Speedy Backfield, Clayton Make Dartmouth a Threat

If Holy Cross gave a surprisingly polished performance in tying Dartmouth, 21-all, at Hanover on Saturday, the Big Green was only slightly less imposing than everybody had been led to believe.

Dartmouth still has the gifted Johnny Calyton to throw passes and, as usual, a number of fleet backs to run the ball. This means that the Indians will score--and score fairly often--this season; their opponents' strength will lie, to a great extent, in Dartmouth's weaknesses, which on Saturday were mainly the defensive left and the pass defense.

Clayton Still Good

Clayton is still the fine passer and play-caller he was last year, but he no longer has Tom Rowe and Dave Beeman to grab his passed and go. He throws mostly to John McDonald, who is of more than average height (6-4) and thus can usually grab a pass; but neither he nor the other end, Vince Marriott, could advance very far after they had caught the ball, which probably made Clayton look less spectacular by comparison with his performances last year.

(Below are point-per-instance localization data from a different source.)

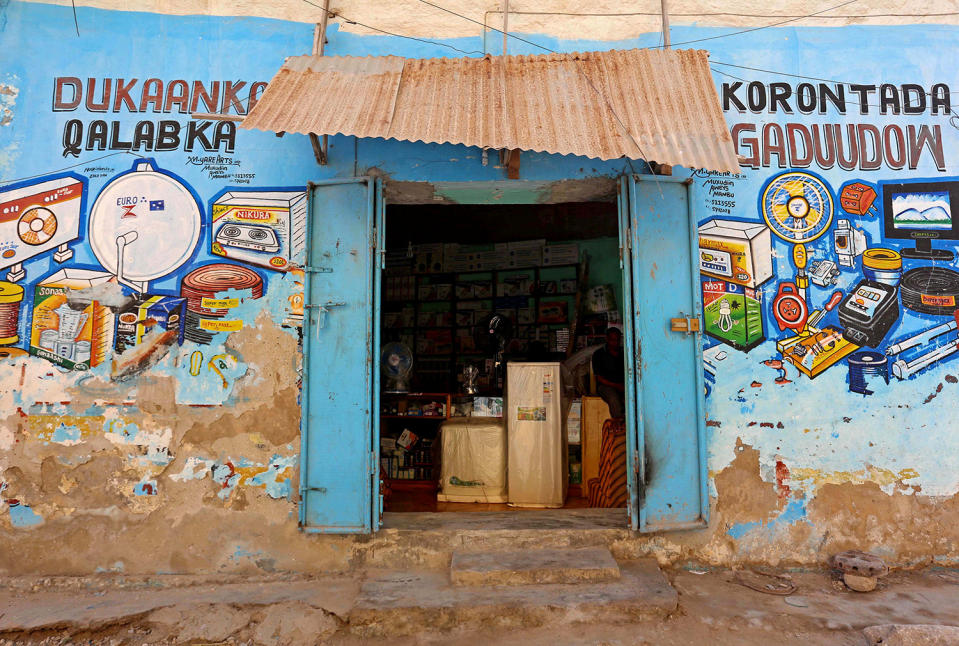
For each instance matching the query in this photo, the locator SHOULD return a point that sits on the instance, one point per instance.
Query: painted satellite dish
(144, 224)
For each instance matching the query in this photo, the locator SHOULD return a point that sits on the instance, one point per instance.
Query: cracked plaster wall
(156, 469)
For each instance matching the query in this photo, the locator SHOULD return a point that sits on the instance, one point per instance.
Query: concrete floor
(286, 609)
(527, 519)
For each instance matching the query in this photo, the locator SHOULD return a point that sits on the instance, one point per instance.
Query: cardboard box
(69, 328)
(738, 252)
(144, 315)
(263, 228)
(487, 407)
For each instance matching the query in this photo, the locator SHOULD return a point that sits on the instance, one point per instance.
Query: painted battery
(733, 314)
(146, 313)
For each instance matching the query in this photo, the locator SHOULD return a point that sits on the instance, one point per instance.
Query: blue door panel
(633, 472)
(336, 467)
(670, 431)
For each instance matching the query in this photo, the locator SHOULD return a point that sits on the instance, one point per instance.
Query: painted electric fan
(396, 361)
(798, 207)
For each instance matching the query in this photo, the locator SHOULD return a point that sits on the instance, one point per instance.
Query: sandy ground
(280, 609)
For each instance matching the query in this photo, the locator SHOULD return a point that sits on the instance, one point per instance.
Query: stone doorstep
(524, 567)
(407, 603)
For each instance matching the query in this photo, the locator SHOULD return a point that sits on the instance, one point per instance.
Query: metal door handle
(686, 324)
(323, 310)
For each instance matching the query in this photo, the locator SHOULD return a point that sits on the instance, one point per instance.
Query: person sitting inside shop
(609, 370)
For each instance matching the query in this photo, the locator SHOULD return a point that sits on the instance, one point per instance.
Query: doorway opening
(489, 317)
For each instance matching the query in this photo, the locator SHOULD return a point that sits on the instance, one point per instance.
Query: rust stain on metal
(642, 104)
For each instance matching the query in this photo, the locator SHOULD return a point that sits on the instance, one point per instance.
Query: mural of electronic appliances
(11, 297)
(849, 242)
(812, 349)
(38, 216)
(921, 211)
(736, 258)
(262, 227)
(144, 224)
(904, 368)
(858, 198)
(798, 208)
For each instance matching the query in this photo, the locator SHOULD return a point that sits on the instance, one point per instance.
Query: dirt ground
(714, 610)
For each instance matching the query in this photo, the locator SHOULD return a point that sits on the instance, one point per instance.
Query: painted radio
(261, 227)
(38, 216)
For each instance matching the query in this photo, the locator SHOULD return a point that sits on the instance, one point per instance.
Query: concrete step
(409, 602)
(525, 567)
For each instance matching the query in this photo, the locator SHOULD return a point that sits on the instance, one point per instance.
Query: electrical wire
(775, 24)
(76, 24)
(612, 14)
(334, 14)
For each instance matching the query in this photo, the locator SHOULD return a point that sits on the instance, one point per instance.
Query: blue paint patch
(738, 530)
(22, 515)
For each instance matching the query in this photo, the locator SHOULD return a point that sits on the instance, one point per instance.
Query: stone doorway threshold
(519, 520)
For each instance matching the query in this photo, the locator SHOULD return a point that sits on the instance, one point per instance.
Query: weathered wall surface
(179, 453)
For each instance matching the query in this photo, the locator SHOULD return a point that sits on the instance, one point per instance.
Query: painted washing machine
(38, 216)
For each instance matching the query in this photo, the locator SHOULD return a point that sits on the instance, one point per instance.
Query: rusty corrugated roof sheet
(657, 105)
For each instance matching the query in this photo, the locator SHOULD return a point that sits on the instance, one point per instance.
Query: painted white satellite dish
(144, 225)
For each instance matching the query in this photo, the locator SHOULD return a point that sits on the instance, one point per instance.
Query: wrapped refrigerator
(473, 462)
(538, 474)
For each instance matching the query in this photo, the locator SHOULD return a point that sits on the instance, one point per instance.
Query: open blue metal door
(338, 468)
(666, 407)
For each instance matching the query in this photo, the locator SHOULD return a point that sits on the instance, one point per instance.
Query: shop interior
(489, 316)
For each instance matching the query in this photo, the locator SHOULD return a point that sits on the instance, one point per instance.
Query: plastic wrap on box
(473, 463)
(538, 451)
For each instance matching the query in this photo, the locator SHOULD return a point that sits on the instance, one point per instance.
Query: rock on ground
(912, 635)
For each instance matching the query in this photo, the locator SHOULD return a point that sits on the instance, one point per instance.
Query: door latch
(323, 309)
(684, 323)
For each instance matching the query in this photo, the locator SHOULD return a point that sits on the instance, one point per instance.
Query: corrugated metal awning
(656, 105)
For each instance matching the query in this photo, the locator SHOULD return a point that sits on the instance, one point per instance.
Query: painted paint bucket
(882, 265)
(11, 295)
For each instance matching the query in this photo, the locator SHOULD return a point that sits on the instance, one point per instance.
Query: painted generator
(39, 216)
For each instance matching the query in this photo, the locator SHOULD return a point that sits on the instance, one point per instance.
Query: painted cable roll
(205, 283)
(882, 265)
(11, 295)
(930, 290)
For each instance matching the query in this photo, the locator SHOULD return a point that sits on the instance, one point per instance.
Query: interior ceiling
(484, 223)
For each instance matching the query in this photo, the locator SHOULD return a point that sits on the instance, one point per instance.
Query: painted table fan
(798, 208)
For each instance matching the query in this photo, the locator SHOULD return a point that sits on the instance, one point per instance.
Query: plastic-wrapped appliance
(538, 474)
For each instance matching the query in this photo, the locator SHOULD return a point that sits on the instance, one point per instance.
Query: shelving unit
(421, 458)
(435, 314)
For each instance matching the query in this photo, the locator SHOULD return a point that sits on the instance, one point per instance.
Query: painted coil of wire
(11, 295)
(930, 290)
(210, 280)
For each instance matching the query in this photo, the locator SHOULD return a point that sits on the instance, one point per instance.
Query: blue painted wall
(809, 432)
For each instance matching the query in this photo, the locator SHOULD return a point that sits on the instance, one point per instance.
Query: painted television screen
(922, 210)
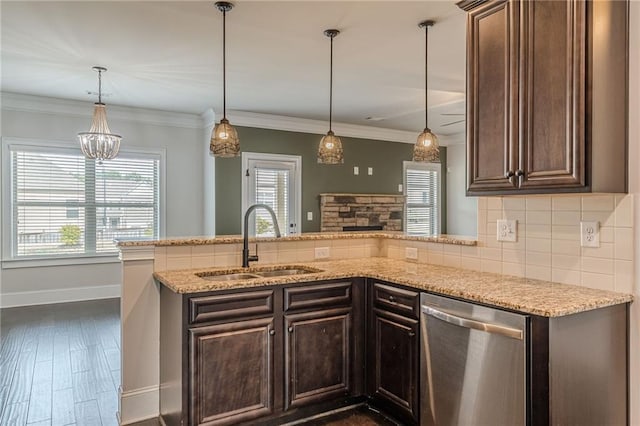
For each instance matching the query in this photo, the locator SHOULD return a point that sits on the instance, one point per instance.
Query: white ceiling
(167, 55)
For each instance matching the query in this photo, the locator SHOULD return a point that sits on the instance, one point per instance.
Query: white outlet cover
(590, 234)
(411, 253)
(507, 230)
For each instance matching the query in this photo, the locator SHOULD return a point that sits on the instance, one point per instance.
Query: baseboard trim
(61, 295)
(139, 405)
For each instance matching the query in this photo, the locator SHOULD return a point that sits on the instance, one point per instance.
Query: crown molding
(40, 104)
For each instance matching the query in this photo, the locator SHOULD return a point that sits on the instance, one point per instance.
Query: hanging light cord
(426, 59)
(224, 63)
(331, 85)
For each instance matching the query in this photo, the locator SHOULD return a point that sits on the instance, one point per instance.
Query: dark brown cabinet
(546, 96)
(393, 350)
(231, 372)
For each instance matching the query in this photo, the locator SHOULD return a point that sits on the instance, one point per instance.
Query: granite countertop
(310, 236)
(535, 297)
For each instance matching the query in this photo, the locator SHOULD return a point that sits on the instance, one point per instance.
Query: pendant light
(426, 148)
(224, 138)
(330, 149)
(99, 143)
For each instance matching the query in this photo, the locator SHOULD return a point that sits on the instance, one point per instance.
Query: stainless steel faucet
(246, 257)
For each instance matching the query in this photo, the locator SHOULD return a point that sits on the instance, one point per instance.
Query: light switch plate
(322, 252)
(590, 234)
(507, 230)
(411, 253)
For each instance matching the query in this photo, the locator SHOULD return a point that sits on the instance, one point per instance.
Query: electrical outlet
(411, 253)
(590, 234)
(507, 230)
(322, 252)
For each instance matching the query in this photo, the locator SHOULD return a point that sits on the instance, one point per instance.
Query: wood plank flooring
(60, 364)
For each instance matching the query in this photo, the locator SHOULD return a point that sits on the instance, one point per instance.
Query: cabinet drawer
(230, 306)
(315, 296)
(404, 302)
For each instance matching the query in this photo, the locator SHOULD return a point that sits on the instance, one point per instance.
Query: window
(422, 191)
(274, 180)
(63, 204)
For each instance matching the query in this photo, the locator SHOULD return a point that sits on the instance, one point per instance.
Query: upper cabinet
(546, 96)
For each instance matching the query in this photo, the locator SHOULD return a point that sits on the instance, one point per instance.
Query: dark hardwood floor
(60, 364)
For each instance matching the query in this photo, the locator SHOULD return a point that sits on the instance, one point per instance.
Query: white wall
(461, 210)
(180, 135)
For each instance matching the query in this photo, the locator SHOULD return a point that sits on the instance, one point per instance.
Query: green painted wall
(385, 157)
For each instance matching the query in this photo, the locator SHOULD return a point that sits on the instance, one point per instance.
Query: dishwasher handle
(513, 333)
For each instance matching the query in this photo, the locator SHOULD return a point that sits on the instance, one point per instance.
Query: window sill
(59, 261)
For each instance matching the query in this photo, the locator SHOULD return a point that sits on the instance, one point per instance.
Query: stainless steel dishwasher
(473, 364)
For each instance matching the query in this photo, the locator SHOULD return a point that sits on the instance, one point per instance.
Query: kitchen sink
(256, 273)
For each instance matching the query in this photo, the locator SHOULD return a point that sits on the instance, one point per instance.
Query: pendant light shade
(330, 149)
(99, 143)
(426, 148)
(224, 138)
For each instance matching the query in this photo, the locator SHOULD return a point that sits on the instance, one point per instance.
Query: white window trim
(260, 156)
(423, 166)
(5, 213)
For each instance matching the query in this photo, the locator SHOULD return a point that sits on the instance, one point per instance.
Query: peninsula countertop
(526, 295)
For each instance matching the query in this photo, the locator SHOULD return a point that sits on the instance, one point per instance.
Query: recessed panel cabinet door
(231, 372)
(317, 356)
(553, 49)
(492, 94)
(393, 372)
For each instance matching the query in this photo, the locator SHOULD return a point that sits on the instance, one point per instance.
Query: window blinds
(64, 204)
(422, 185)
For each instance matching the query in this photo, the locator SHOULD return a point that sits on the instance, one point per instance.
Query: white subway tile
(540, 259)
(597, 265)
(600, 202)
(539, 203)
(566, 247)
(561, 261)
(538, 244)
(624, 276)
(566, 276)
(624, 211)
(535, 217)
(538, 272)
(623, 244)
(565, 218)
(515, 269)
(494, 203)
(565, 232)
(564, 202)
(538, 231)
(598, 281)
(605, 218)
(493, 266)
(605, 251)
(514, 203)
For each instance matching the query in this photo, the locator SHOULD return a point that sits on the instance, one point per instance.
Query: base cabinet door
(231, 372)
(393, 371)
(317, 356)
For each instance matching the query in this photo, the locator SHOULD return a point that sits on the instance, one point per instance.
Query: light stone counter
(311, 236)
(520, 294)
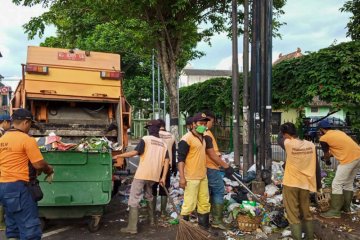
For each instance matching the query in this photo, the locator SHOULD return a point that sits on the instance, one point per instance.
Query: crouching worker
(299, 180)
(154, 159)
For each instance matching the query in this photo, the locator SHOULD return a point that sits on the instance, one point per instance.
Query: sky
(310, 25)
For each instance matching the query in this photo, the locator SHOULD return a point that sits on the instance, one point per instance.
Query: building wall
(323, 111)
(287, 115)
(186, 80)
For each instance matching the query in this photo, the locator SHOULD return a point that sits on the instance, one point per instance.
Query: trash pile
(54, 143)
(243, 213)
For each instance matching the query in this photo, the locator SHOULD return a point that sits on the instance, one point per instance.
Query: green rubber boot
(296, 231)
(163, 205)
(348, 195)
(132, 224)
(2, 218)
(337, 202)
(217, 214)
(151, 211)
(309, 229)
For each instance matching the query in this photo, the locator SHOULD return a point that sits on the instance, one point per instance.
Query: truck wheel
(43, 224)
(94, 224)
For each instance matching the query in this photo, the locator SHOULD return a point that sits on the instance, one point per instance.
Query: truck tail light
(37, 69)
(111, 74)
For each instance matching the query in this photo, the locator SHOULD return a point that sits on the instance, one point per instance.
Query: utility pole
(261, 89)
(246, 113)
(268, 100)
(159, 97)
(164, 103)
(235, 85)
(153, 82)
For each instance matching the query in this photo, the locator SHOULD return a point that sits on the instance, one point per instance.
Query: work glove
(49, 178)
(174, 170)
(327, 162)
(229, 172)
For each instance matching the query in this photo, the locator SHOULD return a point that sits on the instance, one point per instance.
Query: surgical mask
(200, 129)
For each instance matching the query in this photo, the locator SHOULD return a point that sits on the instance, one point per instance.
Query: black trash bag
(278, 219)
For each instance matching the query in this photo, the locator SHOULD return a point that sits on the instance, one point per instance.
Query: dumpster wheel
(94, 224)
(43, 223)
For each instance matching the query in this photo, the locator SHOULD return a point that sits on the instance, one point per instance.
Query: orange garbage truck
(76, 95)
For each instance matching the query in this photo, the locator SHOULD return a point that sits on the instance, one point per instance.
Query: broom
(186, 230)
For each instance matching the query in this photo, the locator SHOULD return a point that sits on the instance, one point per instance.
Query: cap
(5, 117)
(200, 117)
(161, 122)
(154, 123)
(189, 121)
(22, 114)
(324, 124)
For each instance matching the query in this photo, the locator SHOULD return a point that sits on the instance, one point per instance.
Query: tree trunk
(167, 60)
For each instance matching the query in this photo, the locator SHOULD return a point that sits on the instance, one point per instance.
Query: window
(314, 109)
(275, 122)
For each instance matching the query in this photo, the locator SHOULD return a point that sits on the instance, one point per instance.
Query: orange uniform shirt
(195, 162)
(169, 139)
(344, 149)
(300, 169)
(16, 150)
(152, 160)
(209, 162)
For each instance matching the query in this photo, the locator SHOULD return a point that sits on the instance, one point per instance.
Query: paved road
(113, 219)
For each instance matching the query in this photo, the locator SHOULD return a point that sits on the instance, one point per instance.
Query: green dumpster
(81, 186)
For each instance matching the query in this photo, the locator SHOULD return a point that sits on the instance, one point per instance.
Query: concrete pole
(235, 85)
(153, 82)
(246, 113)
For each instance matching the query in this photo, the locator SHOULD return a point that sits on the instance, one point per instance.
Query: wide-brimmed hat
(324, 124)
(200, 117)
(154, 123)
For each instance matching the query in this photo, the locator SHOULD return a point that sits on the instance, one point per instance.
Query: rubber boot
(132, 224)
(336, 204)
(154, 202)
(217, 214)
(2, 218)
(309, 229)
(151, 212)
(163, 205)
(348, 195)
(296, 232)
(203, 220)
(186, 217)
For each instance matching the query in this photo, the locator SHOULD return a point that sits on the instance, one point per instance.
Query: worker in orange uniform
(192, 151)
(336, 143)
(299, 180)
(5, 122)
(215, 178)
(20, 157)
(153, 167)
(169, 139)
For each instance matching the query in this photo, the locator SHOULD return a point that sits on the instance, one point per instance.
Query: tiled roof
(316, 102)
(205, 72)
(288, 56)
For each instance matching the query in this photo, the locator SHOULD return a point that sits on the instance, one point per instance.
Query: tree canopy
(353, 25)
(171, 27)
(332, 73)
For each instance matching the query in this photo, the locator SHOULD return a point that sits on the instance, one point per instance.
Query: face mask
(200, 129)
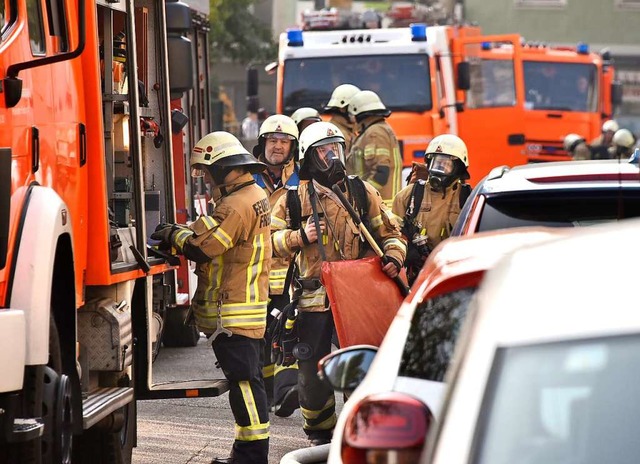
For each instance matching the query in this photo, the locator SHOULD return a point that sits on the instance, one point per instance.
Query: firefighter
(601, 144)
(622, 145)
(232, 249)
(577, 147)
(304, 117)
(337, 109)
(333, 239)
(375, 154)
(277, 148)
(428, 209)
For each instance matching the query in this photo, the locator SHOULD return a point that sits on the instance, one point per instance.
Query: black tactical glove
(164, 233)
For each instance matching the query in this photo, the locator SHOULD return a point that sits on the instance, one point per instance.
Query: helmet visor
(279, 136)
(442, 164)
(197, 171)
(326, 155)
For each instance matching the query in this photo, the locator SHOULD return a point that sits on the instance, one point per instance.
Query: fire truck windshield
(401, 81)
(560, 86)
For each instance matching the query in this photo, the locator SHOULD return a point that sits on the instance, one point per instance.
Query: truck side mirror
(181, 75)
(252, 81)
(463, 77)
(616, 93)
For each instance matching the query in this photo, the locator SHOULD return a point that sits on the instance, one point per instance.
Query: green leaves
(239, 35)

Clayton also possessed the knack for calling the wonderful surprise play at the right moment. With Dartmouth on the Holy Cross 15-yard line, fourth down and five to go and the Big Green trailing by one touchdown, Clayton took the ball from center, bootlegged to his right, then throw to his left. John Foster, a reserve back, was standing all alone on the two-yard line.


The Dartmouth pass defense was deficient not only in interrupting the flight of the ball but also in tacking a receiver once he caught a pass. Many times, a Holy Cross back or end was able to elude or pull himself away from one or more Indian defenders.

The green's left end on defense was Donald Myers, and Holy Cross gained considerable yardage around his flank. He seemed to be quite susceptible to the deceptive ball-handling of Charles Maloy, the Crusader quarterback (as were most of the Dartmouth linemen at one point or another), and was often drawn well out of position.

Line Looks So-So

Dartmouth's tackles looked only fair--considering they are both seniors with a good deal of varsity experience--because they were being outcharged the greater part of the afternoon. The guards seemed better, and Paul Staley, one of four men who goes both ways, may well be the best center in the Ivy League.

As for running backs, Dartmouth has Bill Roberts, who led the League in rushing last year, at fullback and four halfbacks who have speed to burn--Bob Tyler, Charles Curtis, and Ed Williams at left half; Ed Isbey at right half. Williams has suffered a broken neck and a broken leg since he started playing football at Hanover; he appears quite fit now.